= Non-solicitation =

Term in contract and employment law

Non-solicitation, in contract law, refers to an agreement, typically between an employer and employee, that prohibits an employee from utilizing the company's clients, customers and contact lists for personal gain upon leaving the company.

== Non-solicitation agreements ==
Non-solicitation agreement provisions—alongside the non-compete clause (NCC) and the non-disclosure agreement (NDA)—constitute one of three restrictive covenants frequently found within a business contract. They may be entered into with both employees and independent contractors—in addition to multiple entities—as part of a larger general contract or as a standalone provision.

=== Restrictions ===
Non-solicitation agreements are restricted by convention, jurisdiction, and terms of scope. Furthermore, enforceability has proven difficult and, in certain instances, has been deemed "very subjective".

==== Restraint of Trade ====
A non-solicitation agreement that is too widely construed may violate standards of "reasonableness" (decided on a case-by-case basis). Under common law, an overreaching agreement would be deemed a restraint of trade and thus be deemed invalid.

==Jurisdictional variations==
Non-solicitation agreements are restricted in certain jurisdictions, notably California, which prohibits such agreements for all circumstances other than the protection of company trade secrets in all but several exceptions, a decision upheld by the State Supreme Court in 2008.

In Canada, non-solicitation agreements came under restrictive scrutiny in 2016, when the Alberta Court of Queen's Bench considered the issue in Specialized Property Evaluation Control Services Ltd.
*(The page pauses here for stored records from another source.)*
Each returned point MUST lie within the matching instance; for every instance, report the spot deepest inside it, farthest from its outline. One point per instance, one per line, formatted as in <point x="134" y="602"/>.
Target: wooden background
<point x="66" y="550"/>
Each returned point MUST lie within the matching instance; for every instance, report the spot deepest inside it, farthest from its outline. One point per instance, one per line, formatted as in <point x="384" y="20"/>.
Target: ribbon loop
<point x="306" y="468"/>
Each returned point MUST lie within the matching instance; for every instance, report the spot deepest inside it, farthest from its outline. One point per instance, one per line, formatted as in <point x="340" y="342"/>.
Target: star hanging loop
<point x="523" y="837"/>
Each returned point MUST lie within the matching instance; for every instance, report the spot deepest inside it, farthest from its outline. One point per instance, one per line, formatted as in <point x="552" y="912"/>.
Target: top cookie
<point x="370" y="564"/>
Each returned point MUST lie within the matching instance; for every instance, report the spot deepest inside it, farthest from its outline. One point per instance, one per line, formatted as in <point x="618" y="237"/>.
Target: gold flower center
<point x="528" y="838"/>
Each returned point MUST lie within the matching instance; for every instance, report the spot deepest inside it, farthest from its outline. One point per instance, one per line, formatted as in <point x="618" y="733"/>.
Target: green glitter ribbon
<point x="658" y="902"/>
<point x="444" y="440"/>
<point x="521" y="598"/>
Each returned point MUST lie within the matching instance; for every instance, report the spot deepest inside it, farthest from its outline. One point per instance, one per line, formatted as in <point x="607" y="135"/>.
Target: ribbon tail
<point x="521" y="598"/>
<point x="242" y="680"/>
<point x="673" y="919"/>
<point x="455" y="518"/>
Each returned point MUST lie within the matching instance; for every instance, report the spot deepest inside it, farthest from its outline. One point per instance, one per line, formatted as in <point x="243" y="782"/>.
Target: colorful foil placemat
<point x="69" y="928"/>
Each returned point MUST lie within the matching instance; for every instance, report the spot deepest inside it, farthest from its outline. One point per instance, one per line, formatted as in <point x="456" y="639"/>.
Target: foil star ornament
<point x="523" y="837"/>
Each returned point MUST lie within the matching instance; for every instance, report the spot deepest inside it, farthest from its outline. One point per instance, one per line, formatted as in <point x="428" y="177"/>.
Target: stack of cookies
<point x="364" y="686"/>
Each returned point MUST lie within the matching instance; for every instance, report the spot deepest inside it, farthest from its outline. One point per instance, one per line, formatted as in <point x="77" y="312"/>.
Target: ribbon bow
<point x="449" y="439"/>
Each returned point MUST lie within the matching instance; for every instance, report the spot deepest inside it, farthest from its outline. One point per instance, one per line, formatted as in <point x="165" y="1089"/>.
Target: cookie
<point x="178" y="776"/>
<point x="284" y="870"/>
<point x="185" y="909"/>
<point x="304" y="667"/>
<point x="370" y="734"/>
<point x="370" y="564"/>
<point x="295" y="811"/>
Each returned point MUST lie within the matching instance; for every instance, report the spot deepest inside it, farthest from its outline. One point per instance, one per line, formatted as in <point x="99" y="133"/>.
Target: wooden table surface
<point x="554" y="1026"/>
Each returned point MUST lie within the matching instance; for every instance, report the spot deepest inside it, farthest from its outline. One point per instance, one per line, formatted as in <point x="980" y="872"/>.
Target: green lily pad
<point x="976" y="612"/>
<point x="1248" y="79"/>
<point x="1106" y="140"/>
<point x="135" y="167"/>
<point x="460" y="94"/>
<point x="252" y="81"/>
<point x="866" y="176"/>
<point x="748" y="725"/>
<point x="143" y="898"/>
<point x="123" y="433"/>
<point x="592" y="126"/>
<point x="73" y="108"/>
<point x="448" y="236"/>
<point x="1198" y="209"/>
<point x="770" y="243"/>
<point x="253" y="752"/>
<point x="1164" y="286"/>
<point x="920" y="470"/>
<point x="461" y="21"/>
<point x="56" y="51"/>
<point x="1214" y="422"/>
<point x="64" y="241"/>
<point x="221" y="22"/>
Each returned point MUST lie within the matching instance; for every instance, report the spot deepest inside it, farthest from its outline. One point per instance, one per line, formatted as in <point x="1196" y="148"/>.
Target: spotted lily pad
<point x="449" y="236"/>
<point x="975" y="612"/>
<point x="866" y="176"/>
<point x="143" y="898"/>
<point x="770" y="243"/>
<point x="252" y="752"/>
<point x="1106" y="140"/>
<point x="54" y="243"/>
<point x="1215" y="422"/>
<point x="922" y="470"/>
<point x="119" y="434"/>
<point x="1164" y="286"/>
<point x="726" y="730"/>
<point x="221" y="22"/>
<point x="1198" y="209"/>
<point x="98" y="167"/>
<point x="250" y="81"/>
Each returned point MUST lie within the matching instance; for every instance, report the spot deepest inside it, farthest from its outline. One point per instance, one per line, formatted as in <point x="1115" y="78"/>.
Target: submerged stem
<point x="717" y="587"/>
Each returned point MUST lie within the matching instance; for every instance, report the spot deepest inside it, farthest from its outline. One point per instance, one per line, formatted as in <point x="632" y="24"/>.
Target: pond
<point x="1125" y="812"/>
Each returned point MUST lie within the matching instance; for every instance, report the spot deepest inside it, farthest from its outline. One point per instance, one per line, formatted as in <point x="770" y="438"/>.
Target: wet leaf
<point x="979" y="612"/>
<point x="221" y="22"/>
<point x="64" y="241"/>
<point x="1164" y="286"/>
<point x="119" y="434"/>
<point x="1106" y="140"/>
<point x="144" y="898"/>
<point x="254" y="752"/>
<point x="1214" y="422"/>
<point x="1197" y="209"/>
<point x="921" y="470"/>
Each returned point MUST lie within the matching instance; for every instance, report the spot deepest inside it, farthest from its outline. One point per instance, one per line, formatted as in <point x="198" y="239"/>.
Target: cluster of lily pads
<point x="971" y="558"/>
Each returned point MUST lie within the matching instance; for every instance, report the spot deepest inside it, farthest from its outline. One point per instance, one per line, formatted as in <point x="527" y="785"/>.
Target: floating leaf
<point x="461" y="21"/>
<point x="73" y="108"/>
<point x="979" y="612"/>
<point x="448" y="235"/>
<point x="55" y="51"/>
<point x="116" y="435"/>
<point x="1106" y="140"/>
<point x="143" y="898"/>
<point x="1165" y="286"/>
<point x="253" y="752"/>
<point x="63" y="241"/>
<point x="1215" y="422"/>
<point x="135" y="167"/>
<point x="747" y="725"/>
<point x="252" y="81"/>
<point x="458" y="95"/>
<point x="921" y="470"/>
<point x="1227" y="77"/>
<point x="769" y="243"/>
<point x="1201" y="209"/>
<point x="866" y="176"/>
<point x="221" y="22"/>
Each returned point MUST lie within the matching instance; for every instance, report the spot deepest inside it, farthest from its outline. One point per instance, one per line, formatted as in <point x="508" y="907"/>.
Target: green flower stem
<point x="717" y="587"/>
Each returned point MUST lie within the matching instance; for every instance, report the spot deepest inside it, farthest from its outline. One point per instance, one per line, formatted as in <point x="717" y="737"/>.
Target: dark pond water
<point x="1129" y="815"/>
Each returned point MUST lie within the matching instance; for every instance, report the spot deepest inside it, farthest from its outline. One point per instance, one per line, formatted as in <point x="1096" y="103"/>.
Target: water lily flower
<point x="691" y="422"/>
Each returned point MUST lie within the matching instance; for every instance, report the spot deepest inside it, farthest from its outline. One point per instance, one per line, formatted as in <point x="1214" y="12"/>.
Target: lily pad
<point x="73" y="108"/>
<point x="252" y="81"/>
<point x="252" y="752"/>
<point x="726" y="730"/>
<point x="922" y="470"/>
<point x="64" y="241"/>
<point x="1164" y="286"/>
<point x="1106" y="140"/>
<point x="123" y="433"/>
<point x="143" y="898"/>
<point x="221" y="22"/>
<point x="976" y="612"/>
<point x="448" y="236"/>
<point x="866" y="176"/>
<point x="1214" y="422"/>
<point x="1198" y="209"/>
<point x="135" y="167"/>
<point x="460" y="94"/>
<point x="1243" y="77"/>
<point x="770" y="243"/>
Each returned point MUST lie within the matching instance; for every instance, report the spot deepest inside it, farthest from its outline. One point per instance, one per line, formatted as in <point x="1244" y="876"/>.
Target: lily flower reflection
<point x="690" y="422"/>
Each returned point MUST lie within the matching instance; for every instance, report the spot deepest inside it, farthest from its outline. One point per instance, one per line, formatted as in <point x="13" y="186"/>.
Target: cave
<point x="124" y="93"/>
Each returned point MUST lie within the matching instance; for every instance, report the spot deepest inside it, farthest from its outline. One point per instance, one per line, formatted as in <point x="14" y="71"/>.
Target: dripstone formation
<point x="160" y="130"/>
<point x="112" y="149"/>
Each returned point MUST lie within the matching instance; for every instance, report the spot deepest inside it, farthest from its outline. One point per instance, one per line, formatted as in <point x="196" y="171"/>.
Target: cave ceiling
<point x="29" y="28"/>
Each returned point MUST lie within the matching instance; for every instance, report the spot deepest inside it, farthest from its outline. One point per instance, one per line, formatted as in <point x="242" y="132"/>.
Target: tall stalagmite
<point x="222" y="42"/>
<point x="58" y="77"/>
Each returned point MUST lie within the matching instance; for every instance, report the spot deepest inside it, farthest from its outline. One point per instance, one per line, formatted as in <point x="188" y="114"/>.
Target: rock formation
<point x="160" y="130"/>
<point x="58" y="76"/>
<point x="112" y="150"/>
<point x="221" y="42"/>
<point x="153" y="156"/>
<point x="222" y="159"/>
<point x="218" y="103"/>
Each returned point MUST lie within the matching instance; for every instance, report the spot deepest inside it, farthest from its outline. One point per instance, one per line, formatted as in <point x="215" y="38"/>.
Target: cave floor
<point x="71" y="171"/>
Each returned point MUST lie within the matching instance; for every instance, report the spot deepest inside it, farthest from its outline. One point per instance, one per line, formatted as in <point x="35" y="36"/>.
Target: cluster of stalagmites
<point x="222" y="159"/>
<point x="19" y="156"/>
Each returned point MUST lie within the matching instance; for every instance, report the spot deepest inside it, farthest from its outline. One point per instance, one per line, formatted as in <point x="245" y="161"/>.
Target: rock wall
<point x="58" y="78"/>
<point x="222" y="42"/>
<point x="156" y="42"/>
V. Les Evaluations Marc Bourret Appraisals Inc. The court found that wrongfully dismissed employees are excused from enforceability both of non-solicitation and non-compete agreements, in addition to finding both agreements unenforceable unless they are reasonable and in the public interest.

In the United Kingdom, in the case of Safetynet Security Ltd. v Leonard Coppage and Freedom Security Solutions Ltd., the court held that an employment contract clause preventing an individual from contacting any former customers for six months after leaving the company "had clearly been agreed to by him throughout his contract and was reasonable and enforceable".